In many reviews, I have castigated directors and writers for that matter] of failing to make a successful thriller/horror/noir film because they went into it with one tone – usually grey. There are precious few breaks in the bleakness of Martin Scorsese’s Shutter Island and yet I never felt bored by its unremittingly ominous tone. Maybe that’s because Scorsese is a master storyteller and has the ability to produce subtle tonal changes – even in a film that does not rely on subtlety in any normal sense.
Of course, Shutter Island [based on a novel by Dennis Lehane, whose Gone, Baby, Gone was a recently adapted for film] opens with U.S. marshal Teddy Daniels [Leonardo DiCaprio] losing his lunch on a ferry bound for the titular island – and, after introducing Teddy’s new partner, Chuck Aule [Mark Ruffalo] moves to an exterior shot showing the ferry emerging from a fogbank like a ghost ship as a three-chord stinger blasts at us.
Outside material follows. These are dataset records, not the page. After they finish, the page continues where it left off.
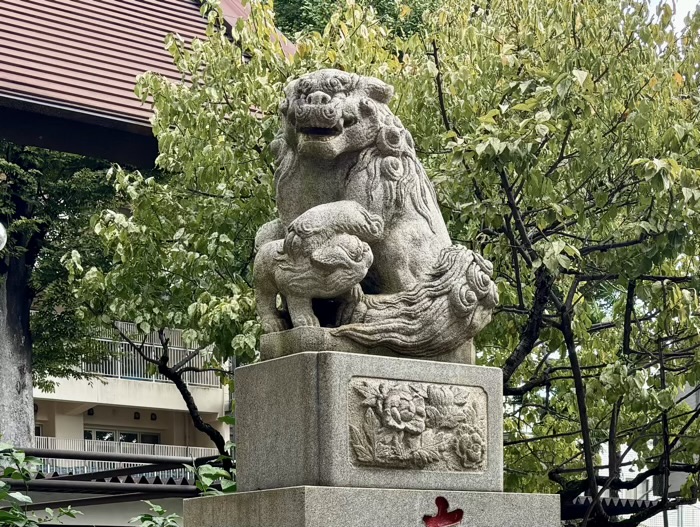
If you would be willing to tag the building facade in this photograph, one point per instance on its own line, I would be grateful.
(124, 409)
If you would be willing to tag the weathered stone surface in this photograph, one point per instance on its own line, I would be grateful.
(344, 162)
(324, 255)
(296, 340)
(3, 236)
(426, 426)
(362, 507)
(435, 426)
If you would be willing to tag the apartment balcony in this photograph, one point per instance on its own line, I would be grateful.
(78, 466)
(124, 378)
(124, 363)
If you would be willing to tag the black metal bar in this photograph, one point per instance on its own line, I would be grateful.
(100, 487)
(112, 456)
(124, 471)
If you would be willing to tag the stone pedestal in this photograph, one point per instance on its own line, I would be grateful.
(350, 420)
(297, 340)
(357, 507)
(338, 439)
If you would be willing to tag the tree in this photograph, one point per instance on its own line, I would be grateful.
(563, 141)
(46, 200)
(405, 18)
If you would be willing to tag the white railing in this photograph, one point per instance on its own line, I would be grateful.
(125, 363)
(78, 466)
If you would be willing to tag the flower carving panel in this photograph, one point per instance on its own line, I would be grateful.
(412, 425)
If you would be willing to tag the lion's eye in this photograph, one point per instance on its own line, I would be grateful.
(305, 86)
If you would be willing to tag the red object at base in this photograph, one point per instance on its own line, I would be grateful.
(443, 518)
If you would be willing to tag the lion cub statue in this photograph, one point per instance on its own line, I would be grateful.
(324, 255)
(341, 152)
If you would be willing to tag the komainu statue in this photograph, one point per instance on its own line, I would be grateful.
(360, 245)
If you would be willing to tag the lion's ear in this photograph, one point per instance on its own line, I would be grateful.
(378, 90)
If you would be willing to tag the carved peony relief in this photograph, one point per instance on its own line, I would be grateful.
(412, 425)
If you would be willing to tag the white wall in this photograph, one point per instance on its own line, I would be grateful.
(135, 394)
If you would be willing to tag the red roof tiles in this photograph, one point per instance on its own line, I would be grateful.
(84, 55)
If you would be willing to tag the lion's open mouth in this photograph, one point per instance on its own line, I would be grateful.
(320, 132)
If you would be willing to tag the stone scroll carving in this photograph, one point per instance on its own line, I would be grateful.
(410, 425)
(360, 245)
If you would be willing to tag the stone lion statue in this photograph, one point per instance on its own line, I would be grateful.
(339, 142)
(324, 255)
(459, 297)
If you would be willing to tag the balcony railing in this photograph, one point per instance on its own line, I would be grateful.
(124, 363)
(77, 466)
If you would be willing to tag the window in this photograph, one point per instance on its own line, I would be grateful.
(151, 439)
(123, 436)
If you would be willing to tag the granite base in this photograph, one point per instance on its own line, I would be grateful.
(349, 420)
(297, 340)
(363, 507)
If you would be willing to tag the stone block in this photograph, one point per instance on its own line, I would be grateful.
(362, 507)
(308, 338)
(350, 420)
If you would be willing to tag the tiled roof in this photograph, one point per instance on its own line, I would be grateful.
(84, 56)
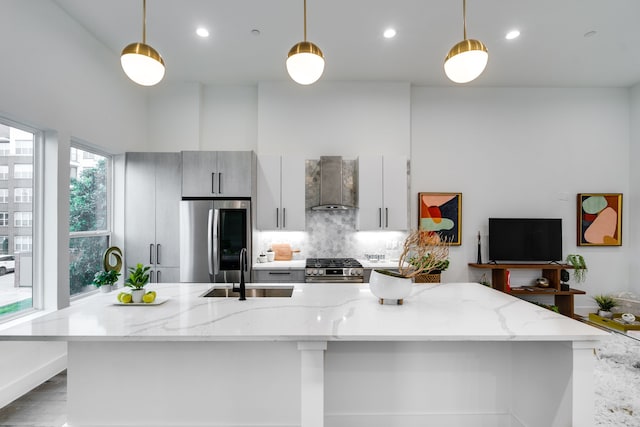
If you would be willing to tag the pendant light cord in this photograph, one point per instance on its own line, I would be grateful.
(144, 21)
(305, 20)
(464, 17)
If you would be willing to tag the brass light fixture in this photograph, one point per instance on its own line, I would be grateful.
(142, 63)
(467, 59)
(305, 62)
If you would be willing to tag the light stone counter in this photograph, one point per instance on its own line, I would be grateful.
(453, 354)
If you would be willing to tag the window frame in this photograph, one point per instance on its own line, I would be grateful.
(37, 209)
(108, 233)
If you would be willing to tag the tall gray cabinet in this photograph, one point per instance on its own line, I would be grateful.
(152, 213)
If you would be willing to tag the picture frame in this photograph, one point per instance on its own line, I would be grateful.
(441, 213)
(599, 219)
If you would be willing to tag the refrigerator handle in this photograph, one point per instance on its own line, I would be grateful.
(213, 257)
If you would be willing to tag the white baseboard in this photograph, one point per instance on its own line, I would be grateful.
(14, 390)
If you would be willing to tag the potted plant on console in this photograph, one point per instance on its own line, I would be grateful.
(423, 252)
(605, 304)
(579, 267)
(138, 278)
(105, 279)
(434, 268)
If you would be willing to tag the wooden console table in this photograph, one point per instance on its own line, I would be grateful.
(562, 299)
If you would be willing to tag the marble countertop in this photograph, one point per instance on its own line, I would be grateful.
(319, 311)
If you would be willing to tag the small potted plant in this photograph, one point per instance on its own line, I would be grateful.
(419, 245)
(579, 267)
(431, 268)
(605, 304)
(138, 278)
(105, 280)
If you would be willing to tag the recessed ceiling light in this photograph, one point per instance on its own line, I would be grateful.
(202, 32)
(389, 33)
(513, 34)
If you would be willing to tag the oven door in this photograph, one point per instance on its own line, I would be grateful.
(334, 279)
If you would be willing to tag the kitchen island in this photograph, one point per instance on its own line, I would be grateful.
(453, 354)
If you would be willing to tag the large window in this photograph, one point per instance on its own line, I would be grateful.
(89, 223)
(17, 148)
(23, 195)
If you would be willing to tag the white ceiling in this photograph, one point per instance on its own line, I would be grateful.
(552, 50)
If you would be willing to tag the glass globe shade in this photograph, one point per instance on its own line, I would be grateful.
(466, 61)
(305, 63)
(142, 64)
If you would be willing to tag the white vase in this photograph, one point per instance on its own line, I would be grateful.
(389, 288)
(136, 295)
(605, 314)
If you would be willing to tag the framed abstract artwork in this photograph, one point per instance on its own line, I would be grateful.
(599, 219)
(441, 213)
This combination of sight and sound is abrupt and unsettling – and merely a taste of what is to come.
It is 1954 and Teddy and Chuck are visiting a hospital for the criminally insane, situated on a nearly impregnable island in Boston Harbor – ostensibly to investigate the disappearance of one of the “patients,” a woman who killed her three children.
From the moment the film begins, we are made to feel that there is something that’s off about the whole thing. Individual scenes feature intriguing exchanges and/or events but is it possible that the omniscient eye of the camera is lying to us? Is Shutter Island a descent into madness, an ascent from madness, or something altogether different?
For a film as intricately staged as this to work, it has to have an incredible cast; seem to follow some kind of logic [real world or dream logic, but logic], and play fair with the audience while still messing with it. Laeta Kalogridis’ script twists and squirms like a shapeshifter trying to escape the grip of a god, but there are, hidden within, clues. Do they add up? Yes and no.
Is the head of hospital, Dr. Cawley [Ben Kingsley] beneficent or evil? Kingsley’s ability to give a performance that could be interpreted either way – without seeming banal – adds gravity, and a bit of humor, to the film that is augmented niftily by Max Von Sydow’s Dr. Naehring. Naehring provokes a unique response in Teddy, causing him to flash back to the liberation of Dachau at the end of World War II. Like any true noir, Shutter Island comes with more baggage than just seasickness.
And what of Rachel Solonda [Emily Mortimer], the patient who has disappeared? How does anyone escape from a cell – locked from the outside – that has walls several feet thick? Does this even matter?
With Shutter Island, Martin Scorsese is playing on the same field as Alfred Hitchcock, Orson Welles and Jules Dassin. Like them, he tells his story the way it needs to be told. If it doesn’t fall into place like a neatly boxed puzzle, it doesn’t matter. It’s the story he needed to tell, told the way it had to be told.
We don’t notice the loose ends because we can’t be sure which ends, exactly, are loose. And like most great noir films, it is the characters – in all their flawed glory – that carry us through. In this case, DiCaprio and Kingsley carry the film – though the entire cast gets to shine at one point or another [Ted Levine’s brief role as the warden, a philosopher of violence; John Carol Lynch’s darkly amiable deputy warden; a devastating Jackie Earle Haley].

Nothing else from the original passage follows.